The person who came to my house to install the modem and get me hooked up did not know the difference between a network security key, a network key, and a password. (Hint: There’s no difference. They’re all the same thing.) Despite her claims to have done this “hundreds of times” she still had to call her own company’s tech support to get assistance. She also didn’t listen to me when I suggested we try inputting the recorded network security key into the field asking for a network key. My only consolation was that she was put on hold by her own crappy company. Also, she blamed degradation of the coaxial cable in my house for the connectivity problems instead of her own incompetence and the crappiness of her company. She had suspiciously large ears.
So, I had no other choices for my internet service. (Unless I wanted to get a satellite, which I didn’t. Satellites are expensive.) I have found myself wondering multiple times in recent days how they aren’t being investigated by the FCC for antitrust violations. I have since discovered that perhaps they are in fact under the government’s microscope, so I am hoping they get their proverbial crap together or face comeuppance.

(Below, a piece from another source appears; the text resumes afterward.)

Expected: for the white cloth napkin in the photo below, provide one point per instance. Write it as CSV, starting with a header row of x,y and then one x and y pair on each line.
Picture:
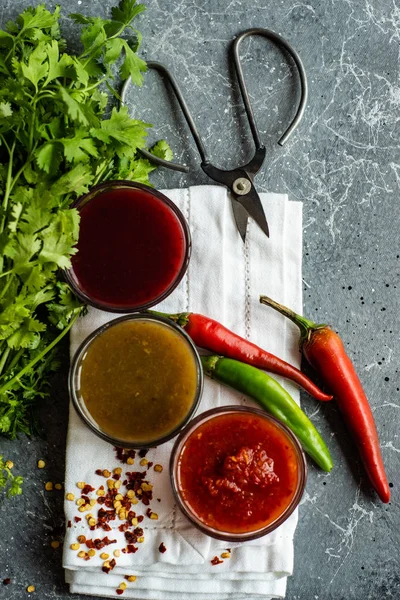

The representative that came to my house seemed genuinely confused that I wasn’t excited about getting a new email address with an @comcast.net suffix. The only use for this email address, which I was required to have, is to receive my paperless bill. The first email I received from them was a confirmation of services and indicated that my first bill would be $12 more than the quote I was given by the rep. I signed a service agreement with the amount on it, so I can contest the billing amount, but, like the Ferengi, Comcast’s business model includes the mantra “Once you have their money, you never give it back.” I am debating whether or not to contact her to point this out, or wait until I see the bill itself.
Lastly, the rep and the disembodied voice on the phone (whom the rep put on speaker) set up a technician service visit to “check the lines” of my existing cables because they were having difficulties with the set-up. I will no doubt be charged a ridiculous amount for this service call, the results of which will be the tech telling me there’s nothing wrong with the hardware. I suspect that if I cancel the service visit, I will get charged anyway. Never trust a Ferengi in overalls. Or white jorts and tennis shoes without socks.
In summation, there is nothing wrong with my coaxial cable. It’s the company that is degraded.